Now, imagine for a moment that for tuning reasons we wanted to see if joining SalesOrderHeader with SalesOrderDetails first could produce a better plan. It is possible to do it by using a join hint, maintaining the “Nested Loop” join type.
SELECT o.OrderDate , o.PurchaseOrderNumber , od.OrderQty , c.TerritoryID FROM Sales.SalesOrderHeader AS o INNER LOOP JOIN Sales.SalesOrderDetail AS od ON o.SalesOrderID = od.SalesOrderID INNER JOIN Sales.Customer AS C ON o.CustomerID = c.CustomerID WHERE o.OrderDate = '2011-05-31' AND c.TerritoryID = 6;
Fig. 4
In this way, we have reached the goal to change the join order, but this solution has two drawbacks. The first one is that we have forced the QO to use a loop join and it will never be free to change this type of join even if the statistics and the data distribution should change.
The second drawback is that a single join hint enforces the join order of the entire query. We do not want this. We want to join two tables first considering them as a single block leaving the QO free to join this block and the other tables as it wants.
The TOP operator can help to reach our goal.
;WITH x AS (SELECT TOP 2147483647 o.OrderDate , o.PurchaseOrderNumber , od.OrderQty , o.CustomerID FROM Sales.SalesOrderHeader AS o INNER JOIN Sales.SalesOrderDetail AS od ON o.SalesOrderID = od.SalesOrderID) SELECT x.OrderDate , x.PurchaseOrderNumber , x.OrderQty , c.TerritoryID FROM x INNER JOIN Sales.Customer AS C ON x.CustomerID = c.CustomerID WHERE x.OrderDate = '2011-05-31' AND c.TerritoryID = 6;
Fig. 5
The TOP operator in the CTE forces the QO to join the SalesOrderHeader and SalesOrderDetails first. This solution is better than the previous one because we do not have the two drawbacks anymore. Obviously, we can apply the same technique also in the derived table version of the query.
Join Type
With the same technique, it is possible to try changing the type of join chosen by the QO in order to see if a different one can help to improve the performance.
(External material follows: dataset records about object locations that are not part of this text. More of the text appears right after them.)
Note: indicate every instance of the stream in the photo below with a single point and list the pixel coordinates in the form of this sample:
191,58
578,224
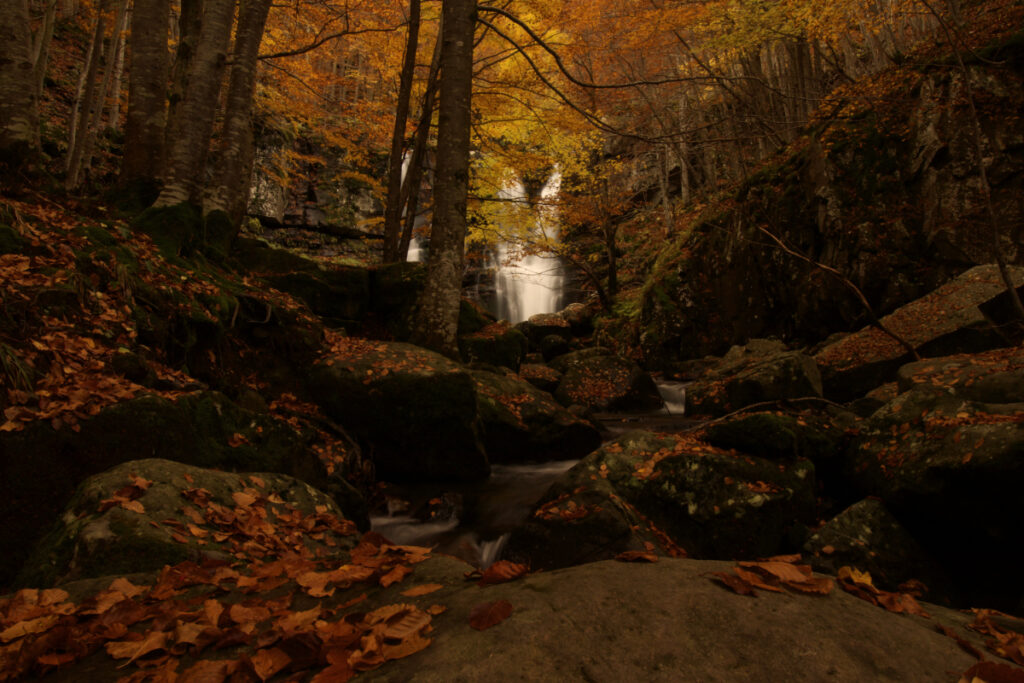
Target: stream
472,521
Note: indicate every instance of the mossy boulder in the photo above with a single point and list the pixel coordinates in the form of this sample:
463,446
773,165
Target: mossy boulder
183,513
951,470
950,319
868,538
714,504
496,344
541,376
415,410
752,375
603,382
991,377
521,423
776,435
40,466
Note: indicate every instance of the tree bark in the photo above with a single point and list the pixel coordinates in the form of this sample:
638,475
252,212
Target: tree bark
230,190
392,210
146,118
436,322
194,118
84,103
18,114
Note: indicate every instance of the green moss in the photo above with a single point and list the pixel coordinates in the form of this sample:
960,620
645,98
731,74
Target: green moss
10,241
176,229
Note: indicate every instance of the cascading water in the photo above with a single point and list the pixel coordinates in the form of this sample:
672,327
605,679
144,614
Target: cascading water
528,284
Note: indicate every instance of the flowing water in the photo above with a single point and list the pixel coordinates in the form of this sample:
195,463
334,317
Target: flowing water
527,284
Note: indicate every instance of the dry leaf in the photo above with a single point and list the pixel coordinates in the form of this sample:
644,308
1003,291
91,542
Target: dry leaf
486,614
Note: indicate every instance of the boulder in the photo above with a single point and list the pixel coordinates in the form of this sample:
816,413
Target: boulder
542,325
991,377
951,470
521,423
682,492
541,376
776,435
497,344
761,371
40,466
415,408
143,514
603,382
868,538
948,321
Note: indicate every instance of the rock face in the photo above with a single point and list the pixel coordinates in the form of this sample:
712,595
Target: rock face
711,502
761,371
951,470
950,319
521,423
97,539
600,381
866,536
727,282
42,467
417,409
611,622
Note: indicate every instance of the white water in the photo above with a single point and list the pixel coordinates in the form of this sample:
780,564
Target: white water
498,505
674,395
528,284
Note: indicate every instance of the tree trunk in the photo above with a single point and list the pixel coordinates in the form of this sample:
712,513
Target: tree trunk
195,116
146,93
18,114
414,176
84,103
188,28
392,210
87,135
436,322
230,189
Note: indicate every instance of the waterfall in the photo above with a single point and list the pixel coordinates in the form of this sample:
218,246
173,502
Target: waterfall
528,284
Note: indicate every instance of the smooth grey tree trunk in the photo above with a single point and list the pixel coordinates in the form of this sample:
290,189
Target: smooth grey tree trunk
392,208
18,114
436,322
230,189
194,118
146,118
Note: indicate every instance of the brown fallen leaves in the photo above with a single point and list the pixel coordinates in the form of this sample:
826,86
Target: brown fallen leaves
773,573
247,607
486,614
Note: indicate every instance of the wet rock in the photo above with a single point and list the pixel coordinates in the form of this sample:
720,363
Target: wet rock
416,408
541,376
948,321
497,344
521,423
951,470
603,382
93,539
646,487
991,377
761,371
41,466
866,537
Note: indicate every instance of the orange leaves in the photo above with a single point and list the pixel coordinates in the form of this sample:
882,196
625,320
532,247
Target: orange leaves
859,584
1006,643
773,574
486,614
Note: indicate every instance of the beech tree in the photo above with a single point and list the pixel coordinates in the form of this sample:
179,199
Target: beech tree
18,114
146,116
436,321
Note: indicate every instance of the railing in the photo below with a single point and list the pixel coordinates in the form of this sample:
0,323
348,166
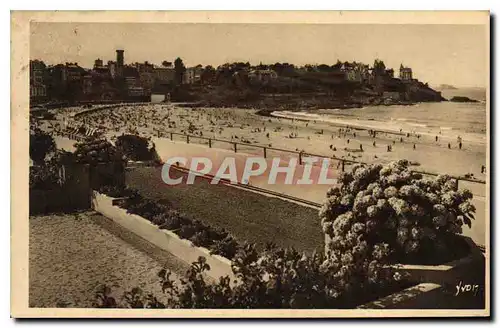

As an example, carry out the following query:
SELECT p.ProductSubcategoryID , d.SalesOrderID , d.SalesOrderDetailID , d.CarrierTrackingNumber FROM Production.Product AS p INNER JOIN Sales.SalesOrderDetail AS d ON d.ProductID = p.ProductID AND d.ModifiedDate BETWEEN '20111201' AND '20111228';
It ends in 128 ms using the Hash Match operator.
Fig. 6
Now, suppose that we wanted to see if the performance would benefit from a Merge Join instead of the Hash Match. One essential condition for the usage of the Merge Join is to have the two sets of data ordered in the same way. Since the Product table is read with a scan of the clustered index that is ordered by ProductId, the idea is to substitute the table SalesOrderDetail with a derived table where the data are ordered in the same way.
The TOP operator is essential for the usage of the ORDER BY clause inside the derived table. The following is the new query version and its plan:
SELECT p.ProductSubcategoryID , d.SalesOrderID , d.SalesOrderDetailID , d.CarrierTrackingNumber FROM Production.Product AS p INNER JOIN ( SELECT TOP 2147483647 SalesOrderID , SalesOrderDetailID , CarrierTrackingNumber , ProductID FROM Sales.SalesOrderDetail WHERE ModifiedDate BETWEEN '20111201' AND '20111228' ORDER BY ProductID ) AS d ON d.ProductID = p.ProductID;
Fig. 7
In this way, the QO has chosen the Merge Join instead of the Hash Join and the query ends in 120 ms.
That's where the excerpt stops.